The production process of container diesel generator sets is far from simple assembly, but a complex process that integrates precision mechanical manufacturing, electrical engineering, and system integration. The core process can be summarized as the complete chain from core component processing to final assembly testing.
Production begins with precision machining of core components. The key components of the engine, such as the cylinder block, require high-precision casting to obtain blanks, which are then processed by a series of CNC machine tools such as boring, milling, and drilling to ensure extremely high dimensional accuracy. For example, the clearance between the piston and the cylinder wall needs to be controlled within a few percent of a millimeter. The manufacturing of the core components of the generator is equally crucial. The stator core is made of stacked silicon steel sheets, and the stator winding is made of high-purity copper wire and impregnated with insulation paint. The rotor must undergo dynamic balance testing and calibration after assembly to reduce vibration and noise.
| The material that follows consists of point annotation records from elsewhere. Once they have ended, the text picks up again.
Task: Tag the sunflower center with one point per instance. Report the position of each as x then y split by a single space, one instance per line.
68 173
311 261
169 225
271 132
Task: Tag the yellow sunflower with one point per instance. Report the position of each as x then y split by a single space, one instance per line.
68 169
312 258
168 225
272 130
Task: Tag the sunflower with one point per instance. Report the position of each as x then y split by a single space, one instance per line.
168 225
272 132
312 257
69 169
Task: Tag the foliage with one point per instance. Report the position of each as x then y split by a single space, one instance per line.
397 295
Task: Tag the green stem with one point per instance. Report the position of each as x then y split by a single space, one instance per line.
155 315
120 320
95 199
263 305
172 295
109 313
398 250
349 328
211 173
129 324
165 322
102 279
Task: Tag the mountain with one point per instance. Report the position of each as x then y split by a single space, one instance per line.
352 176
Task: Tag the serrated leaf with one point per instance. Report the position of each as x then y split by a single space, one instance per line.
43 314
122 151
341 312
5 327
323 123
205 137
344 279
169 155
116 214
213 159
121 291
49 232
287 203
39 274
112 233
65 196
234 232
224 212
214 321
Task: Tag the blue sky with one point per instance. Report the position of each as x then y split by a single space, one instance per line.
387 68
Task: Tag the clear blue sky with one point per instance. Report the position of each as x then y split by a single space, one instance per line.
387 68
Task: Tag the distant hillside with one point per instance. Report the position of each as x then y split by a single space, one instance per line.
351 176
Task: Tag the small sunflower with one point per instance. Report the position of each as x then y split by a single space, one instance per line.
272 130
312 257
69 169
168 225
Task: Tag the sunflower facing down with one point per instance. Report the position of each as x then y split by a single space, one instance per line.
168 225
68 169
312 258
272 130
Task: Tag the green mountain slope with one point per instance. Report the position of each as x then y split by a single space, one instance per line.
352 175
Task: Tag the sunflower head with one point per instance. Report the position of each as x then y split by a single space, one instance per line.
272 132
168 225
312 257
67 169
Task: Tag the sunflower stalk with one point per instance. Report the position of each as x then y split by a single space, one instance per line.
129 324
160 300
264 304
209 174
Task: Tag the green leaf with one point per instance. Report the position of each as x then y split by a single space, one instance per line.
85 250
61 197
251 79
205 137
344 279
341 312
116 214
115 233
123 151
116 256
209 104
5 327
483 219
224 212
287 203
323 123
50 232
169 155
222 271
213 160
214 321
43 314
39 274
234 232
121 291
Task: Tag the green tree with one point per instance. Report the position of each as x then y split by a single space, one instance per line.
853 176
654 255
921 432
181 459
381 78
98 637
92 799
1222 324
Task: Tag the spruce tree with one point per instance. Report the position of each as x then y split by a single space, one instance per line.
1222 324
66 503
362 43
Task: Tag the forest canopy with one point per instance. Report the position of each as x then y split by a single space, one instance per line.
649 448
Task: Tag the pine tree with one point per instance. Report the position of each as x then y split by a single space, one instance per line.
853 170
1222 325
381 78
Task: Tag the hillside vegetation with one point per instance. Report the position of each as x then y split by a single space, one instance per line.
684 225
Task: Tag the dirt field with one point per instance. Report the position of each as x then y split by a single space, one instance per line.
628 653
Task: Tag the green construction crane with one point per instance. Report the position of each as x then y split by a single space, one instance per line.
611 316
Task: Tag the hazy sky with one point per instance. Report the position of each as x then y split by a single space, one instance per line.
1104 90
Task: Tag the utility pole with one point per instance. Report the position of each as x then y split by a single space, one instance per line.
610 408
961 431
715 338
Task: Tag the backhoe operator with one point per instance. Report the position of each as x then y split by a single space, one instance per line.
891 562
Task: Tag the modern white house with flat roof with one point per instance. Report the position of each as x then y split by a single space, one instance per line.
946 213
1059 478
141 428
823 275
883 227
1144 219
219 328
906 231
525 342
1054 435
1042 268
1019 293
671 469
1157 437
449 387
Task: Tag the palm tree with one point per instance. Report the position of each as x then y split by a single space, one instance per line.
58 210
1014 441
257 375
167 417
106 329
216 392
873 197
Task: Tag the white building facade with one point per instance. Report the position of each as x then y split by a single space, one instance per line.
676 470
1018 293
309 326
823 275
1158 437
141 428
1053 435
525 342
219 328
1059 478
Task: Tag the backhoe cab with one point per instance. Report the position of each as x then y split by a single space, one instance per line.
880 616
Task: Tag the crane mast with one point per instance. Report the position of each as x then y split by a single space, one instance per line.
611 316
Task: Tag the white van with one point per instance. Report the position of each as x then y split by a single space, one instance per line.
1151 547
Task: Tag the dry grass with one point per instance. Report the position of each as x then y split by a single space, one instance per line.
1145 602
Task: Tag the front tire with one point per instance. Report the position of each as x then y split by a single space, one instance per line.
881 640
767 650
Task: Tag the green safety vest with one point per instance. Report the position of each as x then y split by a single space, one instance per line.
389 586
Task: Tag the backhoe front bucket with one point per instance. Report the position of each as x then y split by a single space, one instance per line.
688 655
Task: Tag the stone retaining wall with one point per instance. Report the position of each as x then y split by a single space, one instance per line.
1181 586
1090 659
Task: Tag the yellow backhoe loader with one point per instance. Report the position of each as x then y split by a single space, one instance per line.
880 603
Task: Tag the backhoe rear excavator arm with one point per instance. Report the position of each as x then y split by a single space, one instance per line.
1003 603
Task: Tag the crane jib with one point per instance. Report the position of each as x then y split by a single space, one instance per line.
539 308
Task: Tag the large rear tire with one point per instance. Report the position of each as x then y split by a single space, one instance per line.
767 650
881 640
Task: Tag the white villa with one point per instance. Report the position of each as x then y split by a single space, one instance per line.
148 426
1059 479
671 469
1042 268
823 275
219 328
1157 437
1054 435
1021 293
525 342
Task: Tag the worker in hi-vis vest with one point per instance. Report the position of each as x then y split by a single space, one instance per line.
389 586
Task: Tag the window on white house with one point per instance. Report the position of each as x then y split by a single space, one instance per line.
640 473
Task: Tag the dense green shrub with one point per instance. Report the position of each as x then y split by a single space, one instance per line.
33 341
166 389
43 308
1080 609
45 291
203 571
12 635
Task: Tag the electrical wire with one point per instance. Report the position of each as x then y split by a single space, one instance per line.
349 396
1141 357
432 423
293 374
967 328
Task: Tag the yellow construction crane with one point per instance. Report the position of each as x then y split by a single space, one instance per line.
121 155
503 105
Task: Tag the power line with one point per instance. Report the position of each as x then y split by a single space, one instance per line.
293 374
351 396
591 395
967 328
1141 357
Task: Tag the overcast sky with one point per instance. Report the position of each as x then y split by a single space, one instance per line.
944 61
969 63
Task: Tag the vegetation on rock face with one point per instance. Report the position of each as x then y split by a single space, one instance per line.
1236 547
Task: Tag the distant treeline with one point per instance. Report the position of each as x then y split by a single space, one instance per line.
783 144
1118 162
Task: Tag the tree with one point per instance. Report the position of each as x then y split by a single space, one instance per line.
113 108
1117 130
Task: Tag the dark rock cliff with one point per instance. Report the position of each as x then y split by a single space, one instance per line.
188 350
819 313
After the components are ready, enter the final assembly stage. The docking between the engine and the generator is a 'heart surgery', where they are connected through a high rigidity common base and connected using elastic couplings or direct flange connections. For containerized units, the production process also includes installing the assembled generator set body into a customized outdoor container, and integrating systems such as automatic oil supply, power distribution, noise reduction, fire warning, and parallel control platform internally, making it a modular backup power platform. The assembly process must follow strict procedures, including preparation work, component assembly, final assembly, and post assembly inspection and adjustment, to ensure the correct relative position and fit clearance of each component, and to conduct sealing tests.
The support for refined processes lies in the whole process quality control, which runs through the entire process from raw material inspection (IQC) to final product inspection (FQC). Advanced factories use equipment such as coordinate measuring instruments for testing. The assembled unit must undergo strict testing, including insulation inspection, start-up testing, automatic protection function testing, and continuous operation testing at rated power, to ensure its performance and reliability. Containerized units also require seismic analysis, usually using finite element modeling and other computational analysis methods to ensure the safety of their structure under seismic loads.
Leading manufacturing plants not only carry out production, but also continuously conduct research and development and improvement, such as optimizing turbocharger matching, cooling systems, or applying new technologies, to ensure that production processes and products can continue to iterate and maintain competitiveness.